A student of the Czech artist prof. Joseph Piter, he manages in his small canvases to manages to bring further the achievements of the great masters such as Yaroslav Veshin, Ivan Angelov and Ivan Markvichka and to come close to the painting plasticity of Boris Denev and Nikola Tanev in his landscapes and to Tseno Todorov in his domestic scenes paintings. He is among the artists who after the First World War revive the academic realism through the means of impressionism and to recast the national tradition without ethnographic elements. The works exhibited in London present the artist mainly with his domestic scenes and landscapes – of nature, village and town life. The exhibition contains a few winter landscapes cast in silver tender shades with mother-of-pearl-like nuancing of hues and tinges. His summer landscapes reveal the artist’s talent in portraying both the diffused light and the heavy-crowned trees with the glittering light spots on them and the colourful swarming of people engaged in daily chores. In these landscapes the gradation of hues ranges from glaring, overwhelming to subdued monochromic scale.

Georgi Jelezarov is as true a landscape-artist as is humanly possible.
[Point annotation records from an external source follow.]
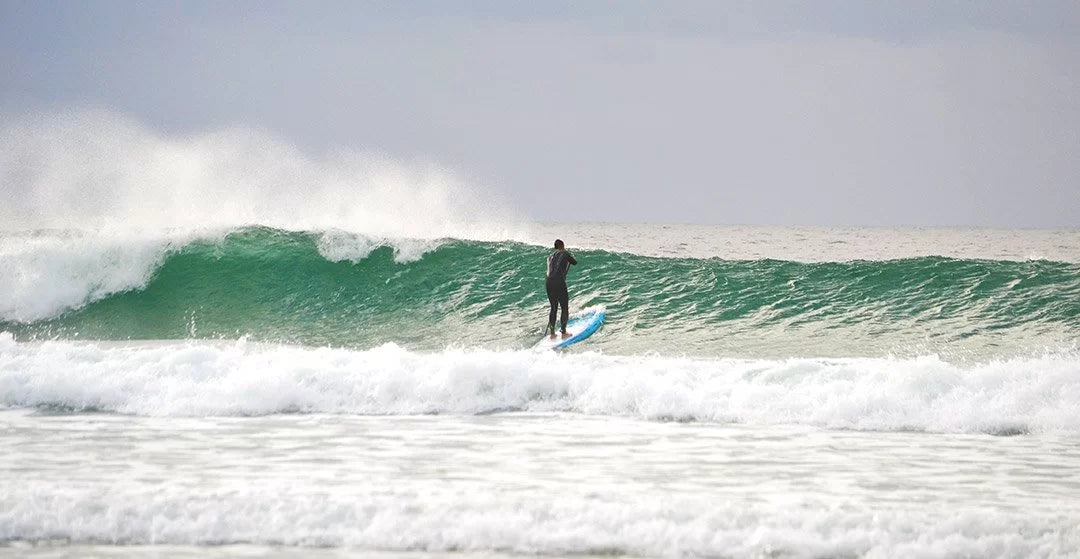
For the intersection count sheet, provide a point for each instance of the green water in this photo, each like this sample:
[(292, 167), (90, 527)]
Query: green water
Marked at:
[(278, 286)]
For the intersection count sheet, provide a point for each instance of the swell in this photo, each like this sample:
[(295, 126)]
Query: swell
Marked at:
[(341, 289)]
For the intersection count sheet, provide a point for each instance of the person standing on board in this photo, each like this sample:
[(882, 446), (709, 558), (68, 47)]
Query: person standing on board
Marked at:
[(558, 264)]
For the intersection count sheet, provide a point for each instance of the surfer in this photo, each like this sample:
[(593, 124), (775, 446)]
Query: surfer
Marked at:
[(558, 264)]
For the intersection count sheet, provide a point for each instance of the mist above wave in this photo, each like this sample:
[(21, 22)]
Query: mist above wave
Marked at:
[(91, 169)]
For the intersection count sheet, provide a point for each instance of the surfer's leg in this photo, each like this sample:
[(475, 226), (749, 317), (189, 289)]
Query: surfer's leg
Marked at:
[(564, 301), (553, 300)]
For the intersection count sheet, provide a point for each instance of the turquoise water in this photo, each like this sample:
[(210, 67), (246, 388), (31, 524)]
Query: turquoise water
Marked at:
[(755, 392), (291, 287)]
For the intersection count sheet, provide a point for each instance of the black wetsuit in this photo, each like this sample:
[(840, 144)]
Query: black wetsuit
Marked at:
[(558, 264)]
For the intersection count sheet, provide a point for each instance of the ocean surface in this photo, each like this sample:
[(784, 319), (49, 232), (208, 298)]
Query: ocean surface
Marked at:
[(756, 392)]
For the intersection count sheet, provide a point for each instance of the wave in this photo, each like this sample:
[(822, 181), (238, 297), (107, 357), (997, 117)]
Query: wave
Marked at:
[(345, 289), (1018, 395), (534, 523)]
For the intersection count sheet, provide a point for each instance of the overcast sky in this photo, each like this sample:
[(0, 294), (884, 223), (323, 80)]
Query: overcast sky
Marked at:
[(773, 112)]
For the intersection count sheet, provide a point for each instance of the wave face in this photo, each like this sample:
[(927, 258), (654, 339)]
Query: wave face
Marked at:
[(343, 289)]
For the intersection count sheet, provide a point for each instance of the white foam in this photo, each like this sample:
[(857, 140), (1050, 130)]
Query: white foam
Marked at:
[(1038, 394), (338, 246), (442, 520), (43, 273), (88, 169)]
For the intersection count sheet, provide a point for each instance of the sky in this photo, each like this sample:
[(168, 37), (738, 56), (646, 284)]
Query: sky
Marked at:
[(823, 112)]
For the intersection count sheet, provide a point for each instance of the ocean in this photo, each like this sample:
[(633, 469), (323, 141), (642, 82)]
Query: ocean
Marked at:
[(755, 392)]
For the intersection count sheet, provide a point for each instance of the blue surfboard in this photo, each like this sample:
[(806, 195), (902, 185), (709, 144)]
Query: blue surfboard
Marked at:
[(580, 326)]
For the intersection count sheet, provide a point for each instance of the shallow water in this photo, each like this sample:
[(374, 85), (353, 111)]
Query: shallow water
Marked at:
[(547, 483)]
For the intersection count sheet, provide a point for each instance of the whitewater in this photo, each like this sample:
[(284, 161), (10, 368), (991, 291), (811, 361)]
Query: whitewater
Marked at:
[(220, 345)]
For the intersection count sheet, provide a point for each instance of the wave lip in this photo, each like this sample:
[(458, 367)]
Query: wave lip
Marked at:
[(1011, 396)]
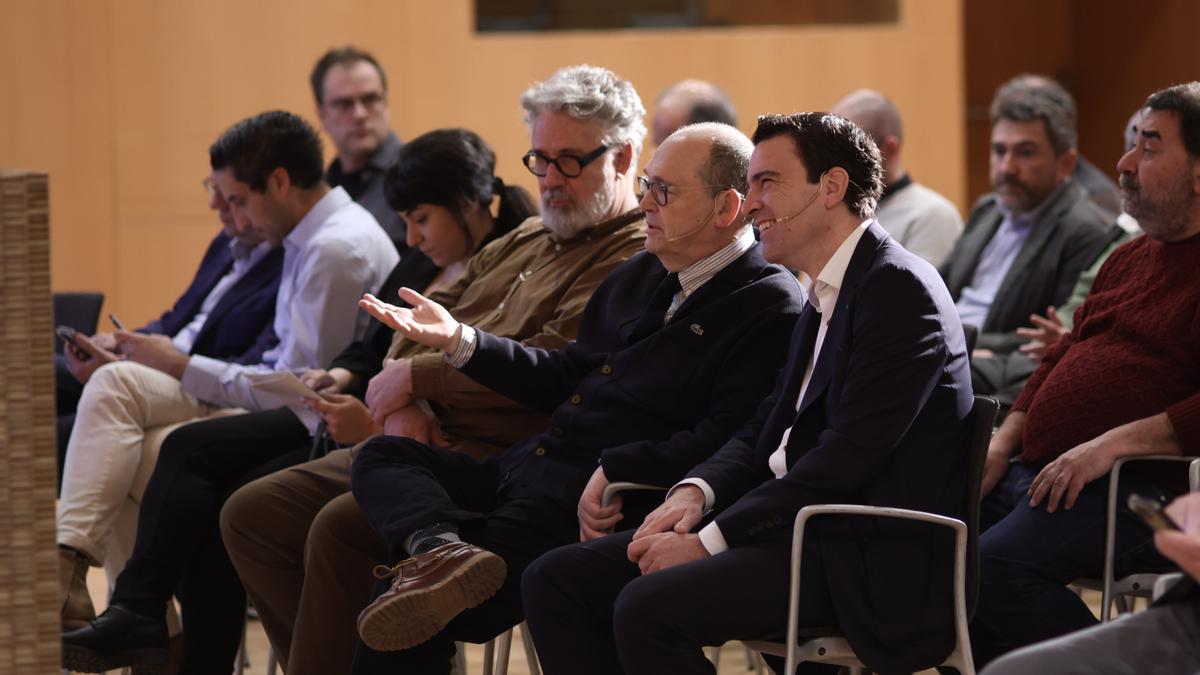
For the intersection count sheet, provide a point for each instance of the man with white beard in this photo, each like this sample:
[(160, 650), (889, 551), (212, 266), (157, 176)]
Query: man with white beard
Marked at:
[(286, 531)]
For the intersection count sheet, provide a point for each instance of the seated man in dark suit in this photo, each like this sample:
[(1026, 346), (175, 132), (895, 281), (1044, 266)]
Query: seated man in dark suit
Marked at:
[(1027, 242), (675, 351), (238, 270), (1123, 382), (869, 408)]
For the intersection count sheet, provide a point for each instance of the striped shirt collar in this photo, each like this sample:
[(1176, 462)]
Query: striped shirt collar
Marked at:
[(699, 273)]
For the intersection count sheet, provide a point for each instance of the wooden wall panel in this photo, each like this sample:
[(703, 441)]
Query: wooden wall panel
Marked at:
[(1108, 53), (120, 99)]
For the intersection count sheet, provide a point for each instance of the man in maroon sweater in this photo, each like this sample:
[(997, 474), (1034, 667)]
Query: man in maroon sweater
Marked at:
[(1123, 382)]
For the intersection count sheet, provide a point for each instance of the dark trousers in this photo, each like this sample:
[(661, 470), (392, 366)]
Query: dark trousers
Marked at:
[(402, 485), (1027, 556), (178, 548), (592, 611)]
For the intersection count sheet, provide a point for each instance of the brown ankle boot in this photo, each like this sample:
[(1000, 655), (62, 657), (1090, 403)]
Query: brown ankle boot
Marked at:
[(77, 610)]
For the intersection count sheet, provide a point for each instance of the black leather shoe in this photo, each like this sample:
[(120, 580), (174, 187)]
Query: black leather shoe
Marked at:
[(118, 638)]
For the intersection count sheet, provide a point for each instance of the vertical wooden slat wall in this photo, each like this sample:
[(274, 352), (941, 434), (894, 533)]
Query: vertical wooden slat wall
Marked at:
[(29, 603)]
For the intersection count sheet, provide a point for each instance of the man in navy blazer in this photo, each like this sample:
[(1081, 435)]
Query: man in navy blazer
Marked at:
[(870, 408), (237, 328), (675, 350)]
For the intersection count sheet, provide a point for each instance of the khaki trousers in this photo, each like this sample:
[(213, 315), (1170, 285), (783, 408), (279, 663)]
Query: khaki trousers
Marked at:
[(125, 413), (305, 554)]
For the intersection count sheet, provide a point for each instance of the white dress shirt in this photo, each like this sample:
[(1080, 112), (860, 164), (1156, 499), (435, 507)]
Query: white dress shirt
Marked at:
[(823, 297), (334, 255)]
He paints in the open until there is light and prefers it when there are people – working, playing backgammon in the park, sitting on a bench in the city park and chatting away the time. In the works from the mature period of the artist one can feel the attractive refractions of late symbolism in the flexible lines of the silhouettes and the vibrating colour spots characteristic of the decorative interpretation of the Bulgarian variety of the Secession. The addition of the romantic-lyricised interpretation of scenes from domestic life and the unique pantheism of his landscapes are added to the artist’s other achievements make us confident that the Bulgarian Cultural Institute will offer the admirers of Bulgarian classical oil painting of the 20th century a really pleasurable experience.